Unless whoever compiled the library in the first place used a compiler that saves these flags to the binary somehow (I think only recent GCC allows that, and probably clang), there's inherently no way to know exactly what flags have been used. You can, of course, if you have had a lot of experience looking at assembly, deduct a lot (for example "this looks like an automatically unrolled loop", "This looks like someone optimized for a processor where A xor A
is faster than A := 0x0
", etc).
Generally, there's always different source code that can end up as the same compiled code, so there's no way to tell wether what has been compiled was optimized "by hand" in the first place or has seen compiler optimization in many cases.

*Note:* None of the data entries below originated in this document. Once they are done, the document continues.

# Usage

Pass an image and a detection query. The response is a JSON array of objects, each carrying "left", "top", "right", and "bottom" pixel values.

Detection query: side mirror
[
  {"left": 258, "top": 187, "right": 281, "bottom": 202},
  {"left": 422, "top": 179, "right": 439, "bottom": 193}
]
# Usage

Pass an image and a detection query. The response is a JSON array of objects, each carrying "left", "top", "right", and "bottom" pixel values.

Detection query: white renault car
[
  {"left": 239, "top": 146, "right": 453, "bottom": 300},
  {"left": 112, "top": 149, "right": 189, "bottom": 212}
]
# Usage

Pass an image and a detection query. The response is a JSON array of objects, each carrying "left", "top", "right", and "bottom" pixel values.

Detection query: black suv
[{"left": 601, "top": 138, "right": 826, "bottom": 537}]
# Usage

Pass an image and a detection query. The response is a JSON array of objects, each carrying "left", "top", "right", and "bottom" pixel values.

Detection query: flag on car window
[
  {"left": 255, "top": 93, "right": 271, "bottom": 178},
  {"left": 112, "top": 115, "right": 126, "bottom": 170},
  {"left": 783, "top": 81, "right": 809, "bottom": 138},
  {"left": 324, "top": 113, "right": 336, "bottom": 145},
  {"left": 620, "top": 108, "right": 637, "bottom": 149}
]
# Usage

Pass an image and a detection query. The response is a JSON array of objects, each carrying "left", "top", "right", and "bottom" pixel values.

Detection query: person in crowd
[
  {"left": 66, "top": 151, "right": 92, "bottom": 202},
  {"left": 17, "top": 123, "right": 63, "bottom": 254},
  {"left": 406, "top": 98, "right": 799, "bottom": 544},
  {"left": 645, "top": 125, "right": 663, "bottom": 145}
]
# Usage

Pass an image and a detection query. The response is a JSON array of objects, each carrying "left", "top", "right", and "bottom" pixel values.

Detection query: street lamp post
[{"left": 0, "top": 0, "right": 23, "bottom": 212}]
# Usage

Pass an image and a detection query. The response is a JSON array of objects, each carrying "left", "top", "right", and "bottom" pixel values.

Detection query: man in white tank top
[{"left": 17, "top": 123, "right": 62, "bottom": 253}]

Also, there are a lot of C++ compilers out there, a lot of versions of these and even more flags...
Now, your question comes out of somewhere; I'm guessing you're asking this because either
- you want to know if there's debugging symbols in there, or
- you want to make sure something isn't crashing because of incorrect optimization, or
- you want to know whether there's potential for optimization.
Now, 1. is really rather independent of the level of optimization; of course, the more you optimize, the less your bytecode corresponds to "lines of source code", but you can still have debugging symbols.
The second point: I've learned the hard way that unless I've successfully excluded every other alternative, I'm the one to blame for bugs (and not my compiler).
The third point: There's always room for optimization, but that won't help you unless you're in a position to recompile the library yourself. If you recompile, you'll set the flags, so no need to find out if they were set in the first place. If you're not able to recompile: Knowing there is room won't help you. If you're just getting your library out of a complex build process: Most build systems leave you with a log that will include things like compiler flags.